Hewlett-Packard (HP) reported a healthy profit for its first quarter of 2003, helped by a return into the black...
for its PC business.
Revenue fell slightly below forecasts, however, due to weak spending among businesses in the US and Latin America, the company said.
HP's net earnings for the quarter came in at $877m (£558m), excluding charges and adjustments, on revenue of $17.9bn (£11.4bn). Analysts had been expecting revenue of $18.5bn (£11.8bn), according to First Call/Thomson Financial.
Including the adjustments, HP reported net earnings of $721m (£459m) for the quarter ending 31 January.

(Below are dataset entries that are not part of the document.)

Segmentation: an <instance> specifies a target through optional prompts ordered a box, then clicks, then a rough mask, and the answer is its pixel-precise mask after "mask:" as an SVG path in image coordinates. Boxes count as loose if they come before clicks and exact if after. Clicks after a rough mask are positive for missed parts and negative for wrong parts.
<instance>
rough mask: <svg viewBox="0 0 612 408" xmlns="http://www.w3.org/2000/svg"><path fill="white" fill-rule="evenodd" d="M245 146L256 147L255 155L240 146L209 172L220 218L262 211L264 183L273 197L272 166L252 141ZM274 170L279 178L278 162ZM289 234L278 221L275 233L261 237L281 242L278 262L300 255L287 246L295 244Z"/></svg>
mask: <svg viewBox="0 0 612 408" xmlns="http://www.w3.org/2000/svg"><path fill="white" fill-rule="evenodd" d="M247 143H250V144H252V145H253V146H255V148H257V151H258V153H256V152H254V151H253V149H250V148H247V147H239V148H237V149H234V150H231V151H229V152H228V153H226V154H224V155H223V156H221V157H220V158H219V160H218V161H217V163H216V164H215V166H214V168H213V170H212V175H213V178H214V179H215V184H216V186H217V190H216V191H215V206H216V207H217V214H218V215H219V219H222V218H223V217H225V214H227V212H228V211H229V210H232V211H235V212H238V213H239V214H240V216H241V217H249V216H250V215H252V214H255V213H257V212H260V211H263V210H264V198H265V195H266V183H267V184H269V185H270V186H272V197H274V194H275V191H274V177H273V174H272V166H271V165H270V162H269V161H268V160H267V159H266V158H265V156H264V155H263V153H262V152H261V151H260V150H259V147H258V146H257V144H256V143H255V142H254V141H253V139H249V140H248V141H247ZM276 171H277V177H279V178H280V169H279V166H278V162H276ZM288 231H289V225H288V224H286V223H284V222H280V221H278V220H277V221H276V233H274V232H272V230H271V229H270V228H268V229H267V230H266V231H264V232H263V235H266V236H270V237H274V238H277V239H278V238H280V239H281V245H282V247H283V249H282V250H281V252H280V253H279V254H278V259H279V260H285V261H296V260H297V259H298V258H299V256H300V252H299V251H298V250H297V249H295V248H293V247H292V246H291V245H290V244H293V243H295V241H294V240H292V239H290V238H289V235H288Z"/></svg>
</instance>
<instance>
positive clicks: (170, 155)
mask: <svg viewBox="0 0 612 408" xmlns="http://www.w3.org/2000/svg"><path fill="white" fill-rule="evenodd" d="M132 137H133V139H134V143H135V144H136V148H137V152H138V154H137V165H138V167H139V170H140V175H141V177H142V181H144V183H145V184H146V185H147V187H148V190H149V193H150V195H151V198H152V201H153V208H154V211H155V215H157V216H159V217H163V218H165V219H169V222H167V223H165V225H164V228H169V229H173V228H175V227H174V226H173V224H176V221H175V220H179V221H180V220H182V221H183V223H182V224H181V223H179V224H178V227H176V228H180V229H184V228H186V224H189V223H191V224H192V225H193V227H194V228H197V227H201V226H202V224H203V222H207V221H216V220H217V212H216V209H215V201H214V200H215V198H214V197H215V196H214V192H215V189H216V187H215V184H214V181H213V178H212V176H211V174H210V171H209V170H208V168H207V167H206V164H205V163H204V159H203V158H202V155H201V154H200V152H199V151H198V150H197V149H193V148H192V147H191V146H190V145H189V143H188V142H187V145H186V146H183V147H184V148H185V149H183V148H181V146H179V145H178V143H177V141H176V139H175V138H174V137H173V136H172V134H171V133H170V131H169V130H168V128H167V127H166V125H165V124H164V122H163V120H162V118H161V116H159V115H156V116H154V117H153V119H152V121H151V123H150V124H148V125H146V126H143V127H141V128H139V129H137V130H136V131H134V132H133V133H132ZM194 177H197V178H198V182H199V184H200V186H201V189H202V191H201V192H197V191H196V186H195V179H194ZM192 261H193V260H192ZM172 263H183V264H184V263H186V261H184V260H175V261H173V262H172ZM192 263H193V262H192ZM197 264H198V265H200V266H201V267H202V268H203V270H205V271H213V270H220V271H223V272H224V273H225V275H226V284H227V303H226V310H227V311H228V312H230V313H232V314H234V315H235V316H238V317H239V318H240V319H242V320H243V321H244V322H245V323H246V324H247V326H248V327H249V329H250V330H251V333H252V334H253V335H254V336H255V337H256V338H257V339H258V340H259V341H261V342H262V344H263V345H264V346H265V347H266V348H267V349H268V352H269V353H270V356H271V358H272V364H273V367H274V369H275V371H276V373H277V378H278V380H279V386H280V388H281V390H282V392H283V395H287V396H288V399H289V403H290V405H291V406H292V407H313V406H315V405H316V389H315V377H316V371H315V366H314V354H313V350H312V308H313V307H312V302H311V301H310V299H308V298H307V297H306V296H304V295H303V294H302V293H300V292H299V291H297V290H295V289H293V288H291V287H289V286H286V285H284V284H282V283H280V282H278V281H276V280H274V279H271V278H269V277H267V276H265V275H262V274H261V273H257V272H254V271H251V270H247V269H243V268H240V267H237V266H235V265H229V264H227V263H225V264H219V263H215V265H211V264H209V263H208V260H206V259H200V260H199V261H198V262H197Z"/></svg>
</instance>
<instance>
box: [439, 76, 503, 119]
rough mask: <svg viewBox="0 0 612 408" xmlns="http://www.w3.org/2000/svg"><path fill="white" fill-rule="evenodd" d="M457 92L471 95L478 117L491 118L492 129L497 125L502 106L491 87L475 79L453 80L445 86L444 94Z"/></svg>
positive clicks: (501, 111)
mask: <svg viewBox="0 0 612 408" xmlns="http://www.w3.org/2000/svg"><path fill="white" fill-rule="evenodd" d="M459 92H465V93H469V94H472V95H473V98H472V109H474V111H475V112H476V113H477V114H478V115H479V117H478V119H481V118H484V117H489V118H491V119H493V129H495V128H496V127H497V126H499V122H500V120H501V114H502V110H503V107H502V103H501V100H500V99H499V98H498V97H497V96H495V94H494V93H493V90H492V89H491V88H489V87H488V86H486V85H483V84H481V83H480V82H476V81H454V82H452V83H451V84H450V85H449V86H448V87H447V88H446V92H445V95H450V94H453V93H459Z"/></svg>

HP's personal systems group reported an operating profit of $33m (£21m) for the quarter, compared to a loss of $68m in the previous quarter. Sales of consumer PCs and handheld computers increased "significantly", though notebook, business PC and workstation sales declined.
The enterprise systems group managed to narrow its operating loss for the quarter to $83m (£53m) thanks to improved cost management, from a loss of $129m in the previous quarter. However, revenue for the group dropped 6% to $3.7bn (£2.4bn). Carly Fiorina, HP's chairman and chief executive officer, said the group is on track to become profitable in the second half of 2003.
The company's printing and imaging business, which generates the bulk of its profit, benefited from strong holiday sales but was hurt by weak spending by enterprises. Revenue totalled $5.6bn (£3.6bn), flat compared with the immediate prior quarter, with operating profits of $907m (£577m), down by 4%.
Services revenue came in at $3bn (£1.9bn), down 3%, and operating profit in that group fell 6% to $341m (£217m). HP said its services business maintained double-digit profit margins.
"Our revenue shortfalls were largely confined to the US market as weak commercial spending continued," Fiorina said.
Overall the company reported its best profits since the completion last year of its merger with Compaq Computer.
During the quarter, HP saved $734m (£467m) as a result of changes in the wake of the merger, 14% more than the company had expected to save, Fiorina said. Savings following the merger have come from workforce reductions, procurement savings, reduced logistics costs and facilities closures.
Predicting how IT spending will fare for the remainder of the year is tough, Fiorina said, with market survey projections varying widely from a decline in spending of 5% to an increase of 6%.